Это мы стали замечать, когда около меня, просто идущего по дороге, останавливается
микроавтобус, видимо заинтересованный моим ярким одеянием, и приглашает нас занять
там места.
    Оказалось, что в машине ехали местные альпинисты, собиравшиеся подняться до так
называемой избушки Пелехова и произвести там замену окон и дверей. Среди них был
один по имени Олег, который на следующий день собирался совершить восхождение на
главную вершину, и он зовёт нас с собой! Другой, которого звали Саша, был
радиолюбителем и имел с собой УКВ радиостанцию, мы некоторое время разговаривали с
ним про радиосвязь, и, в довершение всего, он приглашает нас остановиться у него в
Черёмушках по возвращении. Ошеломлённые разворачивающимися вокруг нас событиями,
мы с трудом были способны поверить в реальность.

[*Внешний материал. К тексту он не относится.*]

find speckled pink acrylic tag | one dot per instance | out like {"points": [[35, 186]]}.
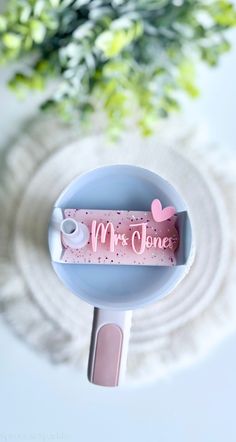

    Тут кончается дорога, мы выходим, к моему рюкзаку добавляется ещё и деревянный
брус, и мы продолжаем подъём пешком. Надо вам признаться, я ни разу до этого не ходил
в горные походы, и это для меня оказалось неплохим физическим испытанием. Через
каждые метров двести мы останавливались у предусмотренных для этого столиков,
сколоченных из грубо обтёсанных досок. На третьей такой остановке мы на дереве
увидели прибитую к нему лакированную табличку с надписью, имевшую оттенок
издевательства: «С ЛЁГКИМ ПАРОМ!»
    Вскоре тайга начала редеть, свидетельствуя этим об уже достаточно большой высоте,
и, выйдя на открытое место, мы долго стояли, зачарованные гористой тайгой,
раскинувшейся у наших ног на многие десятки километров. Тут начался корумник, так
называют склон, покрытый каменистой россыпью, где ты скачешь по этим, иногда
шатающимся, валунам как горный козёл. Помнится, как мы, сидя на этих камнях и созерцая
необъятные дали, шутили:
    – Костя, знаешь, там возле избы сухостоя уже давно нет, сходи, пожалуйста, за той
сушиной, видишь, во-он там внизу.
    Однако, моим мытарствам скоро должен был настать конец. Миновав перевал, мы
спустились в долину, окруженную со всех сторон горами, с расположенной там избушкой
среди редкой поросли кедрача. Там уже горела печка, варился суп, и стояло ведро горячего
чая. Эх, всегда бы так!
    Понятно, что в пятницу вечером мы там были далеко не одни, так что остаток вечера
выдался до изнеможения весёлым. К всеобщей радости добавился ещё и факт моего, хоть и
не существующего, дня рождения. Позднее, когда многие были уже изрядно навеселе,
молодёжь начала учинять приколы вроде намазывания сажей физиономии друг у друга,
смывая это затем поливанием водой на морозе.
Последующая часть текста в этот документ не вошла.